Abstract
Bone loss is caused by occlusal hypofunction and is a serious health concern. This is particularly true of tooth loss, which is common in the elderly. However, the cellular and molecular mechanisms underlying bone loss have yet to be fully elucidated. Sclerostin and Wnt/β-catenin signaling have previously been reported to serve important roles in regulating bone remodeling. Therefore, the present study aimed to investigate the involvement of sclerostin and Wnt/β-catenin signaling in occlusal hypofunction-induced alveolar bone remodeling. The unilateral maxillary molars of 14 male Sprague-Dawley rats were extracted in order to establish a model of occlusal hypofunction. For each rat, the non-extraction side was treated as the control group for comparisons with the extraction side. At 8 weeks after tooth extraction, the rats were sacrificed and alveolar bone specimens were harvested for X-ray radiography, micro-computed tomography (CT) and histological and immunohistochemical examinations. Bone loss and architecture deterioration were observed at the occlusal hypofunction side. The bone mineral density was markedly decreased and the ratio of bone volume to total volume was significantly decreased at the hypofunction side, as compared with the control side (P<0.001). In addition, the number of osteoclasts at the hypofunction side were significantly increased compared with that in the control side (P<0.001), as demonstrated using tartrate-resistant acid phosphatase staining. Furthermore, the protein expression levels of sclerostin and receptor activator of nuclear factor-κB ligand were increased, whereas those of β-catenin were decreased, at the hypofunction side when compared with the control side.
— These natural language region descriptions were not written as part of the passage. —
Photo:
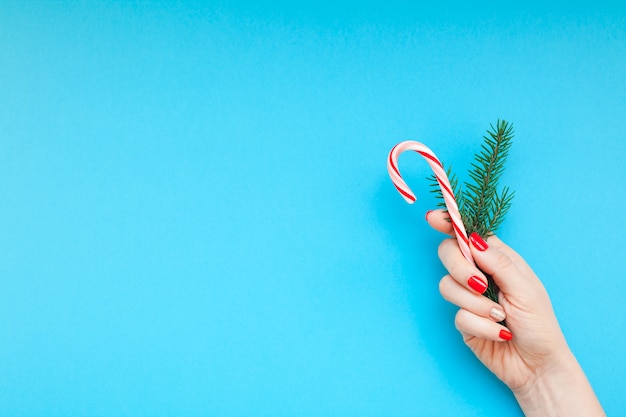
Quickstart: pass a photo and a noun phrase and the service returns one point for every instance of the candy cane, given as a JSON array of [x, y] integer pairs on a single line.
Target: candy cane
[[444, 184]]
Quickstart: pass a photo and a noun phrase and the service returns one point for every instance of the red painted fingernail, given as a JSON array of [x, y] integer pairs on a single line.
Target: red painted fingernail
[[478, 242], [505, 335], [477, 284]]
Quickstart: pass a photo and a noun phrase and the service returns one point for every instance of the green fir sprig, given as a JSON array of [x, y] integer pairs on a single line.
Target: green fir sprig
[[482, 204]]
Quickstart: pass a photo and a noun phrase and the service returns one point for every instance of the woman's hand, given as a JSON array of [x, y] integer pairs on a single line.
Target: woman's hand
[[530, 354]]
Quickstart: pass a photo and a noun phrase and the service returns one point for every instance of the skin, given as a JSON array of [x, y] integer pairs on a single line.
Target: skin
[[537, 364]]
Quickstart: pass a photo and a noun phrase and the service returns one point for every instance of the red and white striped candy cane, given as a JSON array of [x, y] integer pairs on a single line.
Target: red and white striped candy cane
[[442, 179]]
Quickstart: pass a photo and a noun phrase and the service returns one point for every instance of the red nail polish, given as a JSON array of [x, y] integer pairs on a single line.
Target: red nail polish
[[505, 335], [477, 284], [478, 242]]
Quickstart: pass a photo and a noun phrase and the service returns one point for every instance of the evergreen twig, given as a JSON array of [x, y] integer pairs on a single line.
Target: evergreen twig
[[482, 206]]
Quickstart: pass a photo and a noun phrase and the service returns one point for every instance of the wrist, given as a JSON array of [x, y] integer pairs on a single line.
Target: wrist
[[560, 388]]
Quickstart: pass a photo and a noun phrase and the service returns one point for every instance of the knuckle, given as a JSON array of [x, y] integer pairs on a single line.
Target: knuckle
[[445, 286], [460, 319], [444, 247], [502, 262]]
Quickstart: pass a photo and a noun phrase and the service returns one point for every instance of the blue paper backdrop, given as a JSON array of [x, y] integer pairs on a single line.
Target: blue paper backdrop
[[196, 219]]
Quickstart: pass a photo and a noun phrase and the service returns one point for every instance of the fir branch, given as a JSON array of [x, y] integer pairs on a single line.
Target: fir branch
[[484, 207], [481, 205]]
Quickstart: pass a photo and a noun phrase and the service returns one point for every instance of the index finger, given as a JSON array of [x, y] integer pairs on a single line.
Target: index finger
[[440, 220]]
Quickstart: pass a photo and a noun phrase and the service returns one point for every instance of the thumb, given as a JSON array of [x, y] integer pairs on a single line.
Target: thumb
[[497, 260]]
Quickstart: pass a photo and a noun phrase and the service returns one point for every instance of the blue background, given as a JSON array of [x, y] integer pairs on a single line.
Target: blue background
[[196, 219]]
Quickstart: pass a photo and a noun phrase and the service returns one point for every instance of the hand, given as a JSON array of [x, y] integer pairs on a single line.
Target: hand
[[530, 355]]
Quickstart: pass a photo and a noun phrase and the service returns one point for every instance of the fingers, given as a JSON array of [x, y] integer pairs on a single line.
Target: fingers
[[466, 274], [507, 269], [475, 303], [439, 220], [471, 324]]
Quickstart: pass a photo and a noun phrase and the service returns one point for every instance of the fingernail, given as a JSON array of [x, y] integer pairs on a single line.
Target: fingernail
[[497, 314], [477, 284], [505, 335], [478, 242]]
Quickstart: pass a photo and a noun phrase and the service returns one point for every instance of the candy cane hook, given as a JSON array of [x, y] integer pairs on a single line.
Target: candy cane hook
[[444, 184]]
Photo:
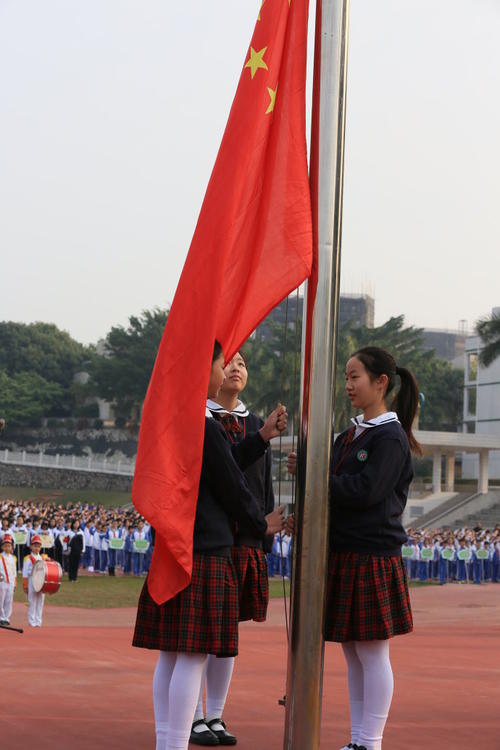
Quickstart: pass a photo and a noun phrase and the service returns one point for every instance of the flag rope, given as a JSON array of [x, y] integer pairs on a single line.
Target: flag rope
[[282, 388]]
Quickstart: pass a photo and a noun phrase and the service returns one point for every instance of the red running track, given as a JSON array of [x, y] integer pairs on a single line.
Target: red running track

In conclusion, the results of the present study suggested that occlusal hypofunction-induced bone loss may be associated with upregulated expression of sclerostin, which, in turn, may inhibit the activity of the Wnt/β-catenin signaling pathway.
Keywords: bone remodeling, sclerostin, mechanical unloading, occlusal hypofunction
Introduction
Tooth loss is a common and serious health concern, particularly in the elderly. Although the incidence of tooth loss has declined in industrialized countries, the goal established by the World Health Organization of retaining 20 teeth at the age of 80 years has not been widely achieved (1,2). Mechanical stress has a crucial role in bone remodeling (3,4) and bone loss may occur as a result of reduced mechanical force, which is defined as disuse osteoporosis (5). Occlusal hypofunction due to tooth loss has a negative impact on jaw bone homeostasis (6). Tooth loss may lead to a reduced bite force in the antagonistic tooth and underlying alveolar bone during chewing. A lack of functional occlusion may induce active alveolar bone loss, including decreasing bone mass and volume (7,8). In addition, in certain pathological conditions, such as estrogen deficiency, functional occlusion has been revealed to slow down the rate of bone loss (9), whereas occlusal hypofunction was reported to accelerate bone loss (10,11). However, the cellular and molecular mechanisms underlying bone loss have yet to be fully elucidated.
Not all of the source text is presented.